Regional Forest Monitoring Strategies Building on Multi-Sensor Integration Concepts
Hill, Joachim; Buddenbaum, Henning; Pueschel, Pyare; Stoffels, Johannes; Sachtleber, Thomas; Stern, Oksana; Nink, Sascha; Mader, Sebastian; Mandelkow, Alexander
University of Trier, Environmental Remote Sensing and Geoinformatics, GERMANY
Forest ecosystems cover large parts of the Earth's land surface and are among the most important providers of central ecosystem services. With the largest storages of biomass worldwide and acting as the most important terrestrial carbon dioxide sink, forests fulfill important ecological (e.g. biodiversity, feedback mechanisms), economic (e.g. timber production), and socioeconomic (e.g. recreation) functions. At the same time, forests and forest ecosystems are under accelerating pressure due to regional impacts of global warming and changing socio-economic conditions.

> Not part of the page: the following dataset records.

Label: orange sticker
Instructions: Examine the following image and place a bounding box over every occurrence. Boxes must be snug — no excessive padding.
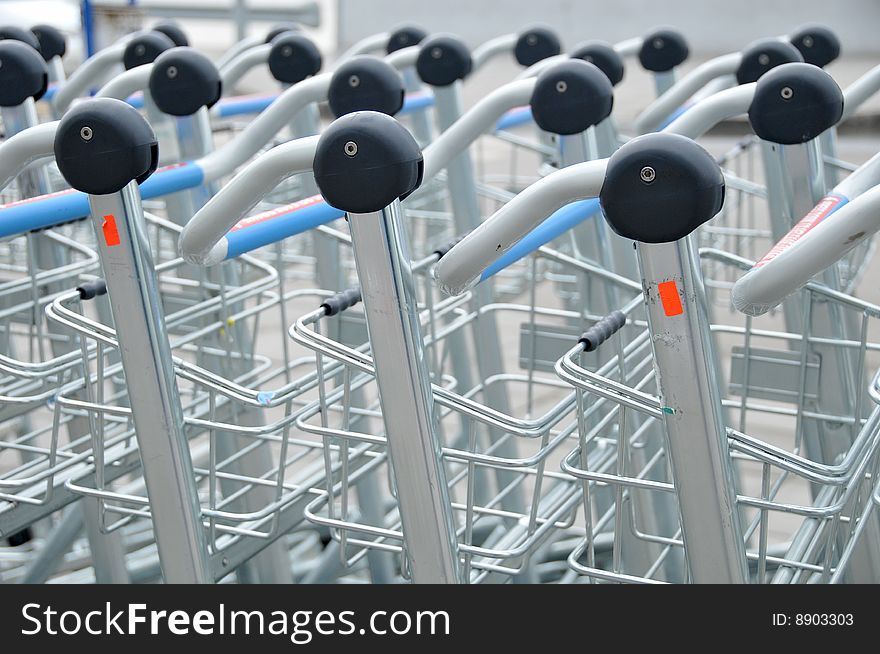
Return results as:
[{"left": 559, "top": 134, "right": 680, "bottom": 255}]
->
[
  {"left": 102, "top": 214, "right": 120, "bottom": 247},
  {"left": 658, "top": 280, "right": 683, "bottom": 317}
]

In most European countries operative and sustainable forest management institutions are facing the challenge of coping with the complexity of these issues, while additionally being under the pressure of increasing financial and personnel cuts. Against this background, there is a substantial need for developing forest monitoring strategies that make optimum use of the range of available and future remote sensing instruments.

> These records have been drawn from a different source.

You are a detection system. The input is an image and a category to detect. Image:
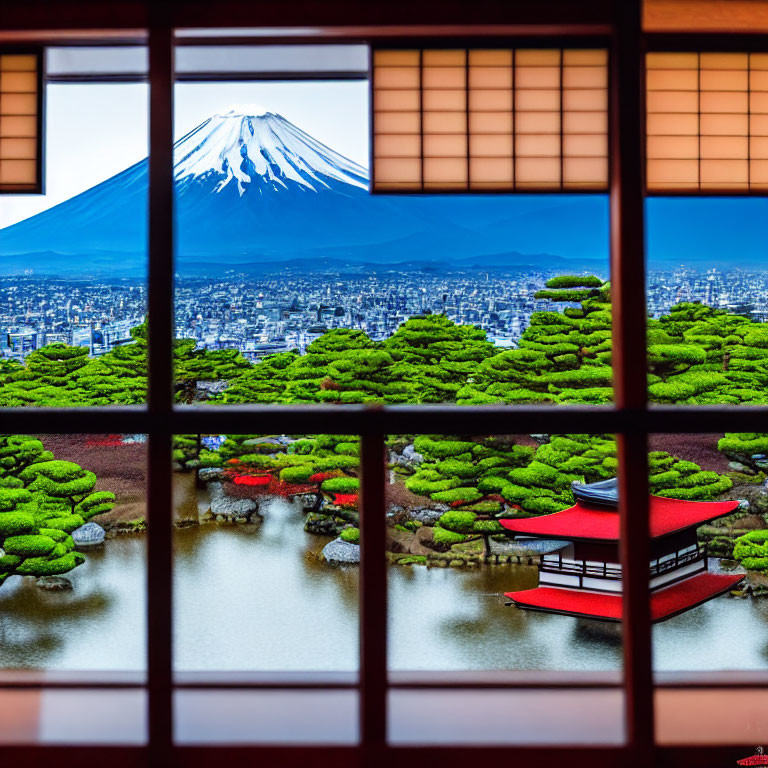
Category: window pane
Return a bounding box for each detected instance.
[647,432,768,678]
[646,196,768,407]
[0,80,148,407]
[0,689,146,745]
[171,49,610,408]
[0,434,146,678]
[173,433,359,675]
[387,433,625,673]
[387,431,626,744]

Primary tasks to be considered include wall-to-wall mapping products of tree species and development stages (age groups), the disaggregation of state-wide timber volume and biomass estimates to the level of smaller forest management units, the assessment of climate-sensitive site conditions for key tree species, the design of integrated early warning systems for local outbreaks of insect infestations as well as the monitoring of changing habitat structures. The specific requirements emerging from these tasks can only be addressed by networking sensors with varying spatial, temporal and spectral coverage and resolution.

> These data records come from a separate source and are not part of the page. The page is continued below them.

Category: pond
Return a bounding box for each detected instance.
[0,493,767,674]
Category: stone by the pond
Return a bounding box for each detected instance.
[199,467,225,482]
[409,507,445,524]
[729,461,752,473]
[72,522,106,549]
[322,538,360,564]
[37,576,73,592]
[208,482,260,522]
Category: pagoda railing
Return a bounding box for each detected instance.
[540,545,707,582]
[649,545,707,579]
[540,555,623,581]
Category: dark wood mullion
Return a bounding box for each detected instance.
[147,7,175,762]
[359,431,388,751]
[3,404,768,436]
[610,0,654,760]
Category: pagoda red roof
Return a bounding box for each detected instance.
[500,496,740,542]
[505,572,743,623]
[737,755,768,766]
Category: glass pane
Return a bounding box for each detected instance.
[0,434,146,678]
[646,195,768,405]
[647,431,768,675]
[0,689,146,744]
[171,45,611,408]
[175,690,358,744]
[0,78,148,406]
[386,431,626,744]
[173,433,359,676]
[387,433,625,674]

EO-derived maps of tree species distribution have already proven their competitiveness with field surveys (fig. 1). Due to the more frequent revisit capabilities and extended spatial coverage a combination of existing (e.g. RapidEye) and forthcoming earth observation systems (e.g. Landsat-8 OLI and Sentinel-2 MSI) will substantially increase the existing capacities to update state-wide mapping products; these are urgently required for closing the emerging gap with respect to terrestrial inventories. While these products are complemented by employing active remote sensing systems for supporting resource assessments, hot spot areas of structural and qualitative changes require the use of hyperspectral satellite systems (such as EnMAP) or airborne sensors (e.g. HySpex). With respect to triggering local interventions (e.g. processing of storm-damaged areas, or protective chopping within beetle attack areas) the process chain might integrate UAV deployments and specific target-oriented fieldwork.
This paper aims at demonstrating how systems operating at different spectral and spatial scales can be integrated to complement the existing but expensive ground-based surveys and thereby provide support for operational forest services. It builds on experiences from a long-term cooperation with the state forest administration of the Rhineland-Palatinate federal state in Germany.